Boundaries are in. In the session, “Future Forward: You Can Do the Thing”, Leah Keith, Artistic Producer and Agent from Rhythm of the Arts, said the best advice she’s ever gotten is “Boundaries.” She explains, “Placing boundaries and really knowing your capacity…. There was a recent interview with one of the performers in the musical SIX, and they were saying they put 75% on stage. And there was a lot of push back on that from the industry, like ‘How could you not put 100% of yourself on stage?’ And actually, I don’t think any of us should be putting 100% out there, ever. Because we need that 25% for ourselves. At the end of the day, you have to take care of yourself because nobody and no organization is going to take care of you, so I encourage you all to work at your 75%."
The pyramid has fallen. Long live the circle! In the APAP Annual Member meeting, APAP President and CEO Lisa Richards Toney affirmed. “We are an ecosystem, and---presenters, agents, artists, producers, service organizations---are stronger together. When any one of us is not supported or not at the table, it impacts it all. APAP’s purpose isn’t to create a performing arts fiefdom, but to serve our people.” Artist, educator composer Daniel Bernard Roumain followed with MLK Day of Service remarks, “With the protests, proclamations and promises of the last year, the question before us all might be, how are you wanting to contribute to our field and our shared future in the arts?”

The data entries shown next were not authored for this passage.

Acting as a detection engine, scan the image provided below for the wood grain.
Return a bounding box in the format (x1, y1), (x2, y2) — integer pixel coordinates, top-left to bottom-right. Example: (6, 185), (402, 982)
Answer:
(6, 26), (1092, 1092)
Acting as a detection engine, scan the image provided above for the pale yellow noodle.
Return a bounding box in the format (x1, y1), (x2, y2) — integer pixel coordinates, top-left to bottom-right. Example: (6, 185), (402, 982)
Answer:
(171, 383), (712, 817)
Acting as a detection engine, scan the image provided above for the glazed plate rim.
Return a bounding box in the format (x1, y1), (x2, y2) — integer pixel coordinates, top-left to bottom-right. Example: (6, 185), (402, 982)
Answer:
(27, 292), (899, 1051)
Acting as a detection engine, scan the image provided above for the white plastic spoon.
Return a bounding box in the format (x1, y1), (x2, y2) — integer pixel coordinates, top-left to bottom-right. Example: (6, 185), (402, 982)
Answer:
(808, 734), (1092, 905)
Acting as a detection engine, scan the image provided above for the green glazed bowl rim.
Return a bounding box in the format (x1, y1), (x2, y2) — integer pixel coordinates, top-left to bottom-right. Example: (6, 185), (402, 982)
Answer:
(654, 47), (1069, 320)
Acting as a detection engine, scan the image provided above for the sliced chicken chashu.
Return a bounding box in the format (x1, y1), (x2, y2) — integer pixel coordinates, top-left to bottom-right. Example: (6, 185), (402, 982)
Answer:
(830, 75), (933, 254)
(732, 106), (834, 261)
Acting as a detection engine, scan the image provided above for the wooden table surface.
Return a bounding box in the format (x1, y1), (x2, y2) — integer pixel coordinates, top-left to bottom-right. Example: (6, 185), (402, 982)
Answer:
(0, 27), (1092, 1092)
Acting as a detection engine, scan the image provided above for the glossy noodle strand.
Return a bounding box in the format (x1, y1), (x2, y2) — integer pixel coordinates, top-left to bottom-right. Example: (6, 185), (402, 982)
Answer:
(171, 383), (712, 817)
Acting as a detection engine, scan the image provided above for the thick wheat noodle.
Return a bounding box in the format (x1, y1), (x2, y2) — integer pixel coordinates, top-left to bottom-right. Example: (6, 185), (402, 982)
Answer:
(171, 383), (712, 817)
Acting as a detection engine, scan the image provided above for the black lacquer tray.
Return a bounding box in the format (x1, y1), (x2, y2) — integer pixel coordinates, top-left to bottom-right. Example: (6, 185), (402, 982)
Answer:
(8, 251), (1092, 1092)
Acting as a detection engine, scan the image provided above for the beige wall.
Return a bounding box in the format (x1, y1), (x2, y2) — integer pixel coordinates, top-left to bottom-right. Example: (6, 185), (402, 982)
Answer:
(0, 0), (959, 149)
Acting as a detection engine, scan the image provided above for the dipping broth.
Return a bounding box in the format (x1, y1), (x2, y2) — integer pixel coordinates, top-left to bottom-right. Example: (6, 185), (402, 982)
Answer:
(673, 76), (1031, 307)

Nothing is possible without art. In the closing plenary, Chair of the National Endowment for the Arts Maria Rosario Jackson proclaimed, “None of the things that we aspire to as a nation ... are possible or durable without the arts. The arts help us make sense of the world, offer us different ways of thinking, feeling, and being. They're a source of inspiration and innovation they help us protect and advance our humanity and the humanity of our neighbors, and the arts are critically important to our well-being as individuals as communities and as a country.” Additionally, “Our concept of art and cultural engagement has to be expansive. It includes professional production for the consumption of art, but it can't only be limited to that. It must also include making, doing, teaching, learning, ... It has to include art as part of our daily, lived experience. We have to recognize that art process can be as important as or in some cases even more important than art product… The arts are intrinsically important, full stop.”